Like the Britney Spears song "Oops, I Did It Again," the investment banks including J.P. Morgan Chase (JPM), underwriters and majority owners (hello Mr. Mark Zuckerberg) continue to allow these stocks to needlessly fall.
At the pace Facebook is falling it becomes self-fulfilling in an endless feedback loop -- the next day it will fall further. Anytime anything demonstrates a pattern of falling prices (it only takes three days to "make a pattern" in many investors' minds), the natural tendency is to wait for better prices. (See my Facebook article How to Catch a Falling Knife.)

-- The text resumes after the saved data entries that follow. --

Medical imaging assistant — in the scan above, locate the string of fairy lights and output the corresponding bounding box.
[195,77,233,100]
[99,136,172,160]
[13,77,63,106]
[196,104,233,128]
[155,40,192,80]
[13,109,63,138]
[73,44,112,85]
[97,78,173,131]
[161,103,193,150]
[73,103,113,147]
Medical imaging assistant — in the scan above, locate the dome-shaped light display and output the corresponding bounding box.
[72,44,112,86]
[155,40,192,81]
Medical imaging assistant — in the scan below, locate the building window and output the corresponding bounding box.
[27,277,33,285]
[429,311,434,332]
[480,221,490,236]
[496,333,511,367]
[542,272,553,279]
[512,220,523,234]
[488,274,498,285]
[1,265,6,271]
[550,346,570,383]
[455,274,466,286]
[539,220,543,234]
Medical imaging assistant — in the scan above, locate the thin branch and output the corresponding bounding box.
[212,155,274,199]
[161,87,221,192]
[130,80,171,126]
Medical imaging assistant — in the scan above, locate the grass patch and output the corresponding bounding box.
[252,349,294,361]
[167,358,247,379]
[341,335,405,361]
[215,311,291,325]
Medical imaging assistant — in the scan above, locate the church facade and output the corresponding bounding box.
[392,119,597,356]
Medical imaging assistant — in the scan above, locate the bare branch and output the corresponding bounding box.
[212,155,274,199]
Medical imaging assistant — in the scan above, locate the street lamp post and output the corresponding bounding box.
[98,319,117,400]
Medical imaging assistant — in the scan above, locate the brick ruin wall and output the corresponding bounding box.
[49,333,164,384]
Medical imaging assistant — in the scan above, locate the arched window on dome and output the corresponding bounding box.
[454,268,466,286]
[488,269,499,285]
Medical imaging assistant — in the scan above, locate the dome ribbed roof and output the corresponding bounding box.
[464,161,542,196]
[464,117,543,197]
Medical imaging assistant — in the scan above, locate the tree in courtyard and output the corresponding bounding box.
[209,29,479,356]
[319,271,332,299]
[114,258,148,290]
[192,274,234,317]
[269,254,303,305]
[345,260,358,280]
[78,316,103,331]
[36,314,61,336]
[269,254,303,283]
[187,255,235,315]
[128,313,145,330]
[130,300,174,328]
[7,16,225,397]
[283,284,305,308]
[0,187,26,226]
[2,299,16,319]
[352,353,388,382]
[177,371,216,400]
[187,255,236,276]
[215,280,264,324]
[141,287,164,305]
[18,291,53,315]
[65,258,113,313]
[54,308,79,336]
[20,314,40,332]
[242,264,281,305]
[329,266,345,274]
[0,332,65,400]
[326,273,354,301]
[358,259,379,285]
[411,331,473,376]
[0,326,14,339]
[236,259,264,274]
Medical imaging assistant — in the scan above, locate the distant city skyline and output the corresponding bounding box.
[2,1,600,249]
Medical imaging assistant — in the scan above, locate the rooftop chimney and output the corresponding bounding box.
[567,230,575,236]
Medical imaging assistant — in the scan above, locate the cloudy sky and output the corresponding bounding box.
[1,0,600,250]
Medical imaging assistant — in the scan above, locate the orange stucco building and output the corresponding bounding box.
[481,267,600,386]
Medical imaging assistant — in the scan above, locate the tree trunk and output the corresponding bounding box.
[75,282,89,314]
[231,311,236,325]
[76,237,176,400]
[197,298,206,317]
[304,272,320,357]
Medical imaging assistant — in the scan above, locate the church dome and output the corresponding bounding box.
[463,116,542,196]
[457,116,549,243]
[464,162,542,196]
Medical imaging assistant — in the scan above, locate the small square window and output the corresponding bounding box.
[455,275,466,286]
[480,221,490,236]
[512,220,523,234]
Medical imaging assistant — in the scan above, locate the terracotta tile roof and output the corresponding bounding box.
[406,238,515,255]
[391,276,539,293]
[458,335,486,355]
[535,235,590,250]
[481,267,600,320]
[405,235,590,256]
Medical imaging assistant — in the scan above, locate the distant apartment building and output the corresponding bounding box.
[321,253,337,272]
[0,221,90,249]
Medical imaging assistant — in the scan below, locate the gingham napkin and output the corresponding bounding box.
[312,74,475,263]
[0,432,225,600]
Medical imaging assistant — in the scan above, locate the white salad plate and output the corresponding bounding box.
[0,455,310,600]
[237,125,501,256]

If it was smart to sell the shares at $38, surely it must be smart to buy some back to support the market at $26 a share? Will some of the millionaires and billionaires of the Facebook initial public offering lend price support to the stock that made them rich?LinkedIn (LNKD) also had some trouble coming out of the gate. However, LinkedIn found its footing and moved on to trade above the original IPO price. Unlike LinkedIn, though, Facebook's ability to generate higher revenue and profits is in serious doubt. That's all the more reason for participants of the Facebook IPO to put back a few dollars and at least get the media attention off of Facebook. Some analysts have written that $25 is the golden price to enter a position with Facebook. I disagree. I believe the best way to look at Facebook is that the price has no floor in a market full of emotion. Trying to pick the very bottom is a fool's errand and full of peril. (See my article Facebook's Lessons in How Not to Play the Game.) A better approach for those wanting exposure is to sell cash covered put options instead of buying the stock outright. The fear premium is sky high for options, creating a sellers' market. By selling put options you mitigate your risks, lower the volatility and put the odds into your favor. Best of all, in this falling market; you don't have to pinpoint the bottom of the move.